As they walk back towards their bunks, Hotwire shakes her head. "You wonder why they are sending us on this mission?"

"Because we are expendable I am sure, they want to see if we can hold up to the test." CellPhone cracked a smile and headed to his bunk to do some research on this scientist.

[commecial break]


----------



## Knightfall (Jul 15, 2004)

Woohoo! Yo Joe!

Now if it only had pictures. 

Looking forward to reading this one, jezter6.


----------



## jezter6 (Jul 15, 2004)

Heromachine pics coming shortly. I'm still getting some quick character writeups from a few of the players to go with them.
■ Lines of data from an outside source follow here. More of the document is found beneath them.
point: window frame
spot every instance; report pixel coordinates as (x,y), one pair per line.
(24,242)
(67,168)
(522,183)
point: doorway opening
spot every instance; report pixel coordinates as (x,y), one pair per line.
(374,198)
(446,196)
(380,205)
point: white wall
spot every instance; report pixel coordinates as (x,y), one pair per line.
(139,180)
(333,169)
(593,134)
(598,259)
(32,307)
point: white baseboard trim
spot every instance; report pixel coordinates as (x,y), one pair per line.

Sadly, we were missing someone from our last session, so I send them on a 2-day leave pass, where they got into just as much trouble. Unfortunately, since we haven't finished this first mission yet, I can't put it up. But it's good. Good things to come. I have about 2-3 more updates of this mission coming hopefully before the weekend.


----------



## Seri (Aug 6, 2004)

hows it going? any new updates coming soon?


----------



## Brother Shatterstone (Aug 6, 2004)

Ditto what Seri said...   I think I'll make this the secound story hour I'm watching.


----------



## Angel of Adventure (Aug 7, 2004)

*Go Joe!*

Please post often!  This Story Hour looks very promising.


----------



## Broccli_Head (Aug 10, 2004)

Go Joe!

I'm on board...looks really fun


----------



## Knightfall (Aug 25, 2004)

Hello, is this going anywhere or what?


----------



## jezter6 (Aug 26, 2004)

I'll post up what I have maybe by sunday. We only got about an adventure and a half in before we were stuck on time constraints. Sadly it won't continue for a while. I will post what I have just to give you guys something.

Sorry for the lack of posting.


----------



## Peterson (Aug 26, 2004)

That's too bad Jez, looked like you had a cool thing going.
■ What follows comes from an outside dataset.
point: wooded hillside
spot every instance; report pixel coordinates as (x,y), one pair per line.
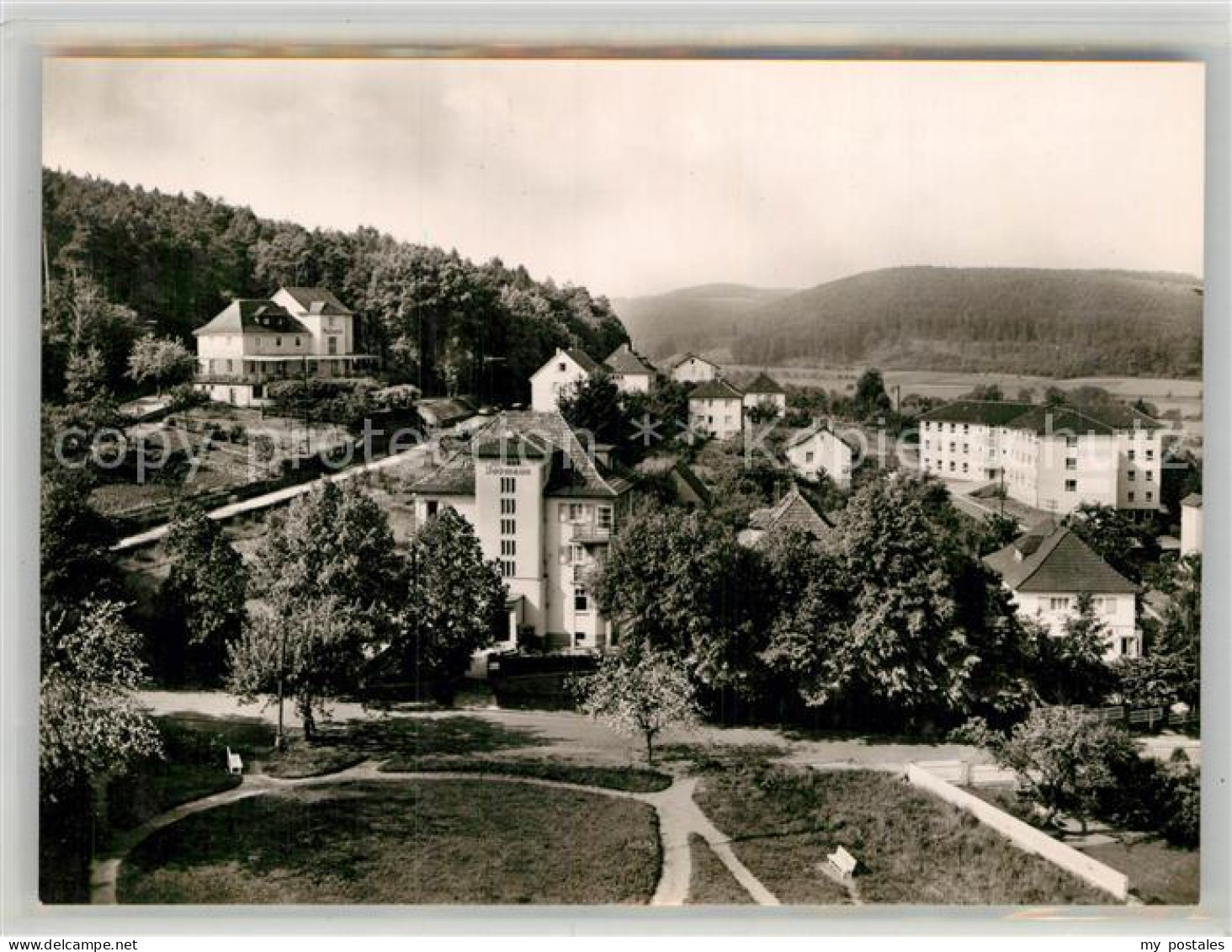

I especially liked Cellphone's last name - its even spelled right.

On a side note, I was a radioman for the US Navy for a while, and share the same initials (at least, first and last) to Cellphone.  Scary, eh?

Ah well, nothing's better than 'em military chicks....

Peterson


----------



## zouron (Sep 8, 2004)

Well the game as jez said is pretty much on standby :-( but he could update anyway cause we experienced a few more things after his last post, including a very funny situation involving an elevator.

But I added the cellphone heromachine picture, so one of our heroes can be displayed to those that want to know.


----------